Recently, a pair of academics at my university, Birkbeck University of London, did just that in order to see whether a particular developmental experience left a lasting legacy many, many years later on those exposed to it. The experience was unique to Britain and took place during the second world war: In September, 1939, some three million children were evacuated from urban and industrial areas of the country to more rural regions in a Government initiative to reduce the risk of injury and death of aerial attack-the German Blitz. The children were individually fostered in private homes-so each child lived in a separate place apart from the other children he or she might have left home with and apart from the familiar teacher who accompanied them.
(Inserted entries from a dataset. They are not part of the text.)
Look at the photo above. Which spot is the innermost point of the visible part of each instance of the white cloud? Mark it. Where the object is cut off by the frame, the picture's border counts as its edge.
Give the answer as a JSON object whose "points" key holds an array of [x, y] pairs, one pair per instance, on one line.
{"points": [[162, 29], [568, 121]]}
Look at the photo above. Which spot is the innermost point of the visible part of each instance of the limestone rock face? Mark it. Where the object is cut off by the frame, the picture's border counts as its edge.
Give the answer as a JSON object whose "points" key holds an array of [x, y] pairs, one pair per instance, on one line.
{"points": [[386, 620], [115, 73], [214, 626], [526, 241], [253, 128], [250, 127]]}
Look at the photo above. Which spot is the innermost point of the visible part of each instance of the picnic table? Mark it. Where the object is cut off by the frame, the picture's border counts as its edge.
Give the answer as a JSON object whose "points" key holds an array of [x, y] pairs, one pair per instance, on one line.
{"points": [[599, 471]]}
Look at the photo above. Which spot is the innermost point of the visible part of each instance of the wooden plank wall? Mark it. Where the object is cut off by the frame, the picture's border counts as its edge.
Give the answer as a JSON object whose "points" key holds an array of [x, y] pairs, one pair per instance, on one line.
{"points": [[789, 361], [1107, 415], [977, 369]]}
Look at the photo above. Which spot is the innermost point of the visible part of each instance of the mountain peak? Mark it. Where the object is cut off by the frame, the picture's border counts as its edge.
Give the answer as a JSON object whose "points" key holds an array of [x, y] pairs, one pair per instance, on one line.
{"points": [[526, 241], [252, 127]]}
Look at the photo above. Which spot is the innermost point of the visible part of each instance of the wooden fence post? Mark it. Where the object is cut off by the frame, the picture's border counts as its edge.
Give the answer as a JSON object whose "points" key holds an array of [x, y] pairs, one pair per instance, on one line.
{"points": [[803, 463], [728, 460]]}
How did this experience affect the children involved? Did their age at time of evacuation matter, the foster care received, the length of period away...or other factors for that matter? These were the developmental questions that motivated James Rusby and Fiona Tasker to tack down 1,467 adults between the ages of 62 and 72 who had been evacuated from their childhood homes in the county of Kent in southeast England (near London), travelling by train to South Wales and the counties of Devon and Cornwall in the south west of England, as well as some agemates who had never been evacuated. Some 869 usable questionnaires were received and available for examination. (For more infomration, see:

Results showed that only males seemed to have been affected by their experience-in terms of their security of attachment-as least as evident using a questionnaire measure completed some half century after WorldWar II. Whereas some 64% of those men who had not been evacuated as children qualified as secure, this was true of only 39% of those who had been evacuated; the contrasting figures for women were 44% vs. 38%. The men who were evacuated were more likely to qualify as dismissing in their attachments, that is, of not regarding being close to others as important and as not being inclined to share their feelings with others.

Of even more interest perhaps than these overall differences between males who were and were not evacuated, were findings pertaining to the conditions that either attenuated or exacerbated the apparent effects of evacuation. I say "apparent" because in a retrospective study such as this, one can never be certain that there were not important confounding factors that made those evacuated and those not evacuated different in the first place.

Perhaps not surprisingly, the most important factor accounting for why some men and women among those evacuated were found to be secure whereas others were not was age at time of evacuation: Evacuation in early childhood-age 4 to 6 years--increased the likelihood of an aging man or woman not being secure in late adulthood. Intriguingly, though, females evacuated around the time of puberty-10 to 12 years of age-were also likely not to be secure. This finding seems not unrelated to other work by the same investigatory team showing that girls who were 10-12 at time of evacuation were, so much later in life, at increased risk of manifesting clinical levels of anxiety.

It was also the case that, among the evacuees, those recalling poor care in their foster homes rather than good care were less likely to be secure. We need to be aware, though, of the possibility that being insecure could color one's recollection of childhood experience as much as being the result of it.

The great, late British psychiatrist, John Bowlby, who gave birth to attachment theory anticipated these results back in 1939 when he and his colleagues raised concerns about those age 4 to 6 years of age being parted from their parents and families, even in an effort to save their lives and limbs. It is sad that he is not alive to read about them. He would have been fascinated.